The snippet you pasted from Wolf CMS also doesn't protect against .php5
extension which is also configured by default. That's why relying on
such poor security measure could never work and only shows a poor
security design on the application side. The default PHP configuration
cannot protect against poorly coded PHP applications. Disabling .phtml
by default would do more harm than good because it would render all
webpages that still have .phtml extensions unoperable.

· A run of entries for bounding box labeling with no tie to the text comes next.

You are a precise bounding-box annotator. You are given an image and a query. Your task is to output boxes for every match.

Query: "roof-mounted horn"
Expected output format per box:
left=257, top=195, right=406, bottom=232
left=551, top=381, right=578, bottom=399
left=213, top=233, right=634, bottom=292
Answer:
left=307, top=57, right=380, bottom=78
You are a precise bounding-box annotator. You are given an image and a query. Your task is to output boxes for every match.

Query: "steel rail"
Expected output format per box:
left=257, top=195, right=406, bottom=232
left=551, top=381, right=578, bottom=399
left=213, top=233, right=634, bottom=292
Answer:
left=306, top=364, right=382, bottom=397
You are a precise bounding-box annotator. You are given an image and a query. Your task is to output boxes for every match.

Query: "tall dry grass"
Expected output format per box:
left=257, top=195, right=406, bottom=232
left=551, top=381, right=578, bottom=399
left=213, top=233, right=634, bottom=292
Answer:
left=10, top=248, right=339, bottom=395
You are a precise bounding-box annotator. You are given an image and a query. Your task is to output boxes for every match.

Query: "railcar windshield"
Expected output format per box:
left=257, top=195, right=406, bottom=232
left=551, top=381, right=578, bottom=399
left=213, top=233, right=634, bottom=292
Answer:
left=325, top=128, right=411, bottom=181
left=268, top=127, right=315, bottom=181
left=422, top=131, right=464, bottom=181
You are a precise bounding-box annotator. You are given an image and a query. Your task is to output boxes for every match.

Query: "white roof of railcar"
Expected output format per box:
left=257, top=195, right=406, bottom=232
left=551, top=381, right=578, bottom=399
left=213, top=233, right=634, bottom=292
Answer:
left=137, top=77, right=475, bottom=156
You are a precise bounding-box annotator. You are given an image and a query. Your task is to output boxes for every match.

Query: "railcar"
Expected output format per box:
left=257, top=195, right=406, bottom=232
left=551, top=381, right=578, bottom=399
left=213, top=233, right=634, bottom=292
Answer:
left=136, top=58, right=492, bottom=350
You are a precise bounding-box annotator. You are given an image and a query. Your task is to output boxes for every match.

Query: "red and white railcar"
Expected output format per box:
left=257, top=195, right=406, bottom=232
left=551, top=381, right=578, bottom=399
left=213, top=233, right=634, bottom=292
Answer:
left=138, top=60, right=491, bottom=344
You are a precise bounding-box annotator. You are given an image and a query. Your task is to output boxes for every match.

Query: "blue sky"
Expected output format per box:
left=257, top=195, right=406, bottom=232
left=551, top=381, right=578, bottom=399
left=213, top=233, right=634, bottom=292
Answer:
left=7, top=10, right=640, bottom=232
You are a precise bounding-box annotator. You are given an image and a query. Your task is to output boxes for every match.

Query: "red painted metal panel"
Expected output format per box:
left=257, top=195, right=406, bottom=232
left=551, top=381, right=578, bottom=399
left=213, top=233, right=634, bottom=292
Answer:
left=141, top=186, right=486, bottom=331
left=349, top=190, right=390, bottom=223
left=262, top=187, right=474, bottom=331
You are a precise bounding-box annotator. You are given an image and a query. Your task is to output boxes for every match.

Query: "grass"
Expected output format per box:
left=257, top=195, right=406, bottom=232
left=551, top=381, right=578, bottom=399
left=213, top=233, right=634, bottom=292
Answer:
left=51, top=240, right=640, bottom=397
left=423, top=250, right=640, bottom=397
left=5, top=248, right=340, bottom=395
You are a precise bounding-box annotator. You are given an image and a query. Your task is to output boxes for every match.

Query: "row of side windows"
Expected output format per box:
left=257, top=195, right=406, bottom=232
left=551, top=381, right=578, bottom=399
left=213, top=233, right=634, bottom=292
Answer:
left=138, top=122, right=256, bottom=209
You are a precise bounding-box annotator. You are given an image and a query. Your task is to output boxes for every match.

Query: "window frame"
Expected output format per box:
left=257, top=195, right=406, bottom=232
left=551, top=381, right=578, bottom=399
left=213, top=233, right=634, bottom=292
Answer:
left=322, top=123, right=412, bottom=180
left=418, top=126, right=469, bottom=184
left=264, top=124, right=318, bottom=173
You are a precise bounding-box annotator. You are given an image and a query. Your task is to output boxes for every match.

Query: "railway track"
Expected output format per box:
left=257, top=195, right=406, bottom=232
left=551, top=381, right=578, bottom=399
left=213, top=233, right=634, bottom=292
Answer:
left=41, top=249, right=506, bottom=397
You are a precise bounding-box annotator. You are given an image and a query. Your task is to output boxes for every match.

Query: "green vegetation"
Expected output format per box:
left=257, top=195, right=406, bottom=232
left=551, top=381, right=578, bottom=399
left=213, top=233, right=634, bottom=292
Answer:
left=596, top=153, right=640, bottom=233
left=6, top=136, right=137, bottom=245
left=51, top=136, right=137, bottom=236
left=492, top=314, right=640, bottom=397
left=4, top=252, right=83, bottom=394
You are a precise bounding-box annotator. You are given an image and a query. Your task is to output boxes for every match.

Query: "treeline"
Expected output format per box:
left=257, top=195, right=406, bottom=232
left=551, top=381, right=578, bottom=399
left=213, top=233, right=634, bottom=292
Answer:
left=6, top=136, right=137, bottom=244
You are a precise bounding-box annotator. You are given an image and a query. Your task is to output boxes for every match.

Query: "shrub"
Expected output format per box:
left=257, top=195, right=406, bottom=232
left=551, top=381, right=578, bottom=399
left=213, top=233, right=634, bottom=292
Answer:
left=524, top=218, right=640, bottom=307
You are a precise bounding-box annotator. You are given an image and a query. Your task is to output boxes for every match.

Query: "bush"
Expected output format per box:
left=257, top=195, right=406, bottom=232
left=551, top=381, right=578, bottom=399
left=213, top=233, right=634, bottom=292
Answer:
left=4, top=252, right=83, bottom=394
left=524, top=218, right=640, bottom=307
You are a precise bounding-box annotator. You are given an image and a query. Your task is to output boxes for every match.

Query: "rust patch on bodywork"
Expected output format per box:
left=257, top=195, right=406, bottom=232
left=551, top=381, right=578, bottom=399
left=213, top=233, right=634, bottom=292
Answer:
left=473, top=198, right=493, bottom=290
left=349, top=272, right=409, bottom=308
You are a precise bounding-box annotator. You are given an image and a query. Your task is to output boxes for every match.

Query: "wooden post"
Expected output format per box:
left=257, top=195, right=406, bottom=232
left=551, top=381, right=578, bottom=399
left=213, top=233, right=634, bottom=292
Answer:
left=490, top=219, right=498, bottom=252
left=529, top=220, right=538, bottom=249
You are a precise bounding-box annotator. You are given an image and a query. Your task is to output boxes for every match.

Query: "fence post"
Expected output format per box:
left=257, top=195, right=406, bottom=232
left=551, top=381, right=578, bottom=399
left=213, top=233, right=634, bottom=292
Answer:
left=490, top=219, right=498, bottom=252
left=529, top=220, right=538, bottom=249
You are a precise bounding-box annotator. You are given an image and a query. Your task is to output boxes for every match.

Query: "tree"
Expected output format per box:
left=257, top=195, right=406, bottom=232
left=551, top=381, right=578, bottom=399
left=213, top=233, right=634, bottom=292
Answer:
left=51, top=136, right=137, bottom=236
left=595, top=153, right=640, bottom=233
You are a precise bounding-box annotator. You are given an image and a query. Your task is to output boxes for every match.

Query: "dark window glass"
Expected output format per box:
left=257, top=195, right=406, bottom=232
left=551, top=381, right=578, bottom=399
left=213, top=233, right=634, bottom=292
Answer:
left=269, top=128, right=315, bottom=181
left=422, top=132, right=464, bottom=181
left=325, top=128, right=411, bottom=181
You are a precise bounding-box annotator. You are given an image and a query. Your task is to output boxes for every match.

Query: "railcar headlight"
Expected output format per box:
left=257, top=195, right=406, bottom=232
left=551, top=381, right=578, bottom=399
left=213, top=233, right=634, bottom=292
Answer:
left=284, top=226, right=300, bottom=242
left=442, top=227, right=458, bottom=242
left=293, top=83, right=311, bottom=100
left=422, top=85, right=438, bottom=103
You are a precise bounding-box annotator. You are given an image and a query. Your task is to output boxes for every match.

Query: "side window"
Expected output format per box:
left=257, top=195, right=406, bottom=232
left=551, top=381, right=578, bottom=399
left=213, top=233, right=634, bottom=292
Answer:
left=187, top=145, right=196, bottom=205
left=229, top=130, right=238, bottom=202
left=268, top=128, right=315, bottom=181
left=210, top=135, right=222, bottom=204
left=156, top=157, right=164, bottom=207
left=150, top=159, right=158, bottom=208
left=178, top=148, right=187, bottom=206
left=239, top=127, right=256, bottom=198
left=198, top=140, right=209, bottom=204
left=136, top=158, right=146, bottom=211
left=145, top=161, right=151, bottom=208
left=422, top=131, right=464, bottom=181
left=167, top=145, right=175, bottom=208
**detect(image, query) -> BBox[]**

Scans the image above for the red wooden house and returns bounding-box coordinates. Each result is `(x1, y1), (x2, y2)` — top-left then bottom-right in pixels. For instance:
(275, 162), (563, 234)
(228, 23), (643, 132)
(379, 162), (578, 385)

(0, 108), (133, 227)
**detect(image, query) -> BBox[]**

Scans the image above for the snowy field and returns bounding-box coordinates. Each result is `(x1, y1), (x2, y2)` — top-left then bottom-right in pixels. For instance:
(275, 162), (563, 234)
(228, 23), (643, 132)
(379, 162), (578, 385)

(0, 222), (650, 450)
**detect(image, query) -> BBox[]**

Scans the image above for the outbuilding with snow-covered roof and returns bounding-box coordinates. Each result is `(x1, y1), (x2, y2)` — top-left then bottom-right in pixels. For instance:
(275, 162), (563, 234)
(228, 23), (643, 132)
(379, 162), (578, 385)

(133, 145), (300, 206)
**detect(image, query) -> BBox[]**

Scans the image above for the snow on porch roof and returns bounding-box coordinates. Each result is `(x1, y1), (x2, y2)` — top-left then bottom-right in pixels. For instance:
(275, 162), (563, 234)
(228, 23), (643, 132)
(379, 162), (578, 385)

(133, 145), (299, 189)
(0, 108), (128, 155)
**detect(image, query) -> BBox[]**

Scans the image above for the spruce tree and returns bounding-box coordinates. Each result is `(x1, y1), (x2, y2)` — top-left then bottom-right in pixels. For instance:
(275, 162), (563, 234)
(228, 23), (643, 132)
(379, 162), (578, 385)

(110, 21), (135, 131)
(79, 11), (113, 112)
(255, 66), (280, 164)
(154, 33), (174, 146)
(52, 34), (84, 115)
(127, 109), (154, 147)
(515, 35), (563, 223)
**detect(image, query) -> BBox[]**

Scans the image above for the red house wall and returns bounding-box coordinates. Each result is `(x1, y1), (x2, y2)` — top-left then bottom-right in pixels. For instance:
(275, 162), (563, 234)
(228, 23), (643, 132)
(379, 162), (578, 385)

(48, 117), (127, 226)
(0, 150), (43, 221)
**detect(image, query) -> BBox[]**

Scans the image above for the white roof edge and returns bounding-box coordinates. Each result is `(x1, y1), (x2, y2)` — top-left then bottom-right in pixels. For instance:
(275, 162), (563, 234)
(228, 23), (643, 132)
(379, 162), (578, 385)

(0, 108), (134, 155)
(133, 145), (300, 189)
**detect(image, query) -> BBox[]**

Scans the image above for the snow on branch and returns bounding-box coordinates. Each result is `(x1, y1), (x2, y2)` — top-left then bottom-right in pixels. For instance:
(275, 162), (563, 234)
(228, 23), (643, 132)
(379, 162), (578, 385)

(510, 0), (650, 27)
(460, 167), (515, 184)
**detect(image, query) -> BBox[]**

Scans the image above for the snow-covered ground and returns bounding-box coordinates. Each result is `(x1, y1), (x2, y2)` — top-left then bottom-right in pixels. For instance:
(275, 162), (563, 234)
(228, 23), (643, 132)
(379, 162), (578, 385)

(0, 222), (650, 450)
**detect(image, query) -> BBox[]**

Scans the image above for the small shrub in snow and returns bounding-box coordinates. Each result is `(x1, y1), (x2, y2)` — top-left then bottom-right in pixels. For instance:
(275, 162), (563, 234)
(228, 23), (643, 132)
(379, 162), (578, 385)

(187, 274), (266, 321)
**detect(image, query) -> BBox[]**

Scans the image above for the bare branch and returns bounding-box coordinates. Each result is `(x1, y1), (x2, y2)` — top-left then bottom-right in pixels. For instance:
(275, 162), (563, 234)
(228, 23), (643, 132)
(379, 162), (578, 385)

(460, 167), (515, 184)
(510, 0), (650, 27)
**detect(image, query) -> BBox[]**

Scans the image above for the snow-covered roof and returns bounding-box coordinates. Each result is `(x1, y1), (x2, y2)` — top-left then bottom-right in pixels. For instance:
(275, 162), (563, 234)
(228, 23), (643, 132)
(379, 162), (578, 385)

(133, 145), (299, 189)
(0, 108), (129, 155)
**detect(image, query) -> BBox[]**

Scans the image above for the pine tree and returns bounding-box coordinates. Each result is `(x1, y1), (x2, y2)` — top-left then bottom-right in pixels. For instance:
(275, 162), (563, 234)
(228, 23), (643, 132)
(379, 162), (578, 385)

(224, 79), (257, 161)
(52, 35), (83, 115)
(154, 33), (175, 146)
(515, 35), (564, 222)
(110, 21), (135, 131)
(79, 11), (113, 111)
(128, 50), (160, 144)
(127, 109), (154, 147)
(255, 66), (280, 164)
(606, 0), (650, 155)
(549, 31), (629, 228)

Also according to the same logic because Wolf CMS isn't protected
against .php5 we should disable the .php5 extension?
This needs to be fixed in the applications, so the user uploaded scripts
could never be executed directly or through some dynamic include. That's
what I would call security.
> more then hundreds or more
There's this thing called evidence, so unless you are ready to provide
evidence for such blatant claim, please calm down and don't exaggerate.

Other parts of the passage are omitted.